The director of Indiana’s Department of Child Services was in Fort Wayne this week to promote an infant sleep safety campaign. He was joined by local health and law enforcement representatives in publicizing the important information.

The initiative is an excellent one, and joining forces with local officials is the best approach in ensuring its success. But Director James Payne should remember the same approach is needed in working with local juvenile court officials. More communication and less top-down authority will best serve the interests of Indiana children and families.

DCS has come under fire from a St. Joseph County juvenile court judge for an 11th-hour addition to the state budget that gives Payne alone the authority to approve out-of-state placements of children and teenagers. Previously, judges could order placement out of state if they determined that was the most appropriate setting.

“This effectively blocks the out-of-state placement of children,” wrote Probate Court Judge Peter J. Nemeth in a letter sent to Indiana newspapers. “It is unfortunate that the General Assembly has seen fit to remove this important decision from the hands of judges at the local level and place it in the sole hands of a bureaucrat in the executive branch.”

Judge Charles Pratt of the Allen Superior Court’s Family Relations Division said he and Judge Steven Sims don’t typically make out-of-state placements, instead favoring treatment centers that are close to a young person’s home. But he acknowledged that the issue is one that should have been debated before it was approved.
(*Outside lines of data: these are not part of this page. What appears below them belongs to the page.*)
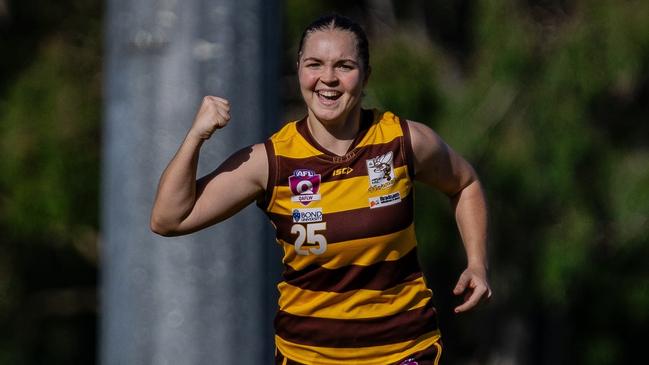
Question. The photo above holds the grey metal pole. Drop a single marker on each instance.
(202, 298)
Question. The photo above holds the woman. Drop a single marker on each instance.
(337, 186)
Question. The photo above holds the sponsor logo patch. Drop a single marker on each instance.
(410, 361)
(380, 171)
(307, 215)
(384, 200)
(342, 171)
(304, 186)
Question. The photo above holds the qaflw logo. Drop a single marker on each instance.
(307, 215)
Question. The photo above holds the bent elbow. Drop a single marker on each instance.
(160, 229)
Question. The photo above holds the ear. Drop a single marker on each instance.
(366, 77)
“It’s further evidence of a trend of reducing judicial discretion,” Pratt said. “The less we’re able to weigh the best options and make a ruling, the less chance that kids are being well-served. That’s disturbing.”

In an interview, Payne defended the change, noting that 85 percent of out-of-state placements were made by judges in two counties. Those counties are Lake and St. Joseph, and while both are border counties, Payne said the placements were not just across state lines but to far-flung states.
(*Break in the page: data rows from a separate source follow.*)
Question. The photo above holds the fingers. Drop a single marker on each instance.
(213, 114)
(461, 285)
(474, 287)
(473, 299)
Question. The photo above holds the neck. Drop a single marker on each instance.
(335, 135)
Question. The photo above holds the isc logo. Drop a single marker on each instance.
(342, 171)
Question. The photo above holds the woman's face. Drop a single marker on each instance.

He noted that children are best served when their treatment is close to home, where family can visit and be involved in counseling, if necessary.

Payne also cited the availability of spaces in Indiana-based treatment facilities, pointing out that it is in the state’s best economic interests.

“Why do we send Indiana tax dollars to another state when we have our facilities – IARCCA, Indiana Association of Residential Child Care Providers, here – since they have a 70 percent occupancy rate?” Payne asked. “We have empty beds here. They also advertise a success rate that is in the low 80s to high 80s, so it’s not that we have failing placement facilities that we can’t use.”

Nemeth, however, argues that one of his out-of-state placement orders, at a cost of $170 a day, was opposed by DCS in favor of an in-state placement at $325 a day.

Payne, in fact, admitted that in his 20 years as a juvenile court judge in Marion County, there were occasions when an out-of-state placement was the only option.

Given his years of experience on the court, it’s likely the current DCS director would authorize an out-of-state placement in such a case, but a subsequent director without that background might be driven more by budget concerns. Taking the discretion away from a local judge and placing authority with the DCS director is an issue that should have been allowed time for study and public debate.

It’s inevitable that shifting the total cost of child welfare programs to the state would result in more centralized authority, as it likely will with school general fund expenses. But issues involving children demand close attention. That’s more likely to come from a local juvenile court judge than from the head of a state agency.

The General Assembly allowed judicial discretion to be further eroded with the budget provision. It should reconsider the issue in its upcoming session.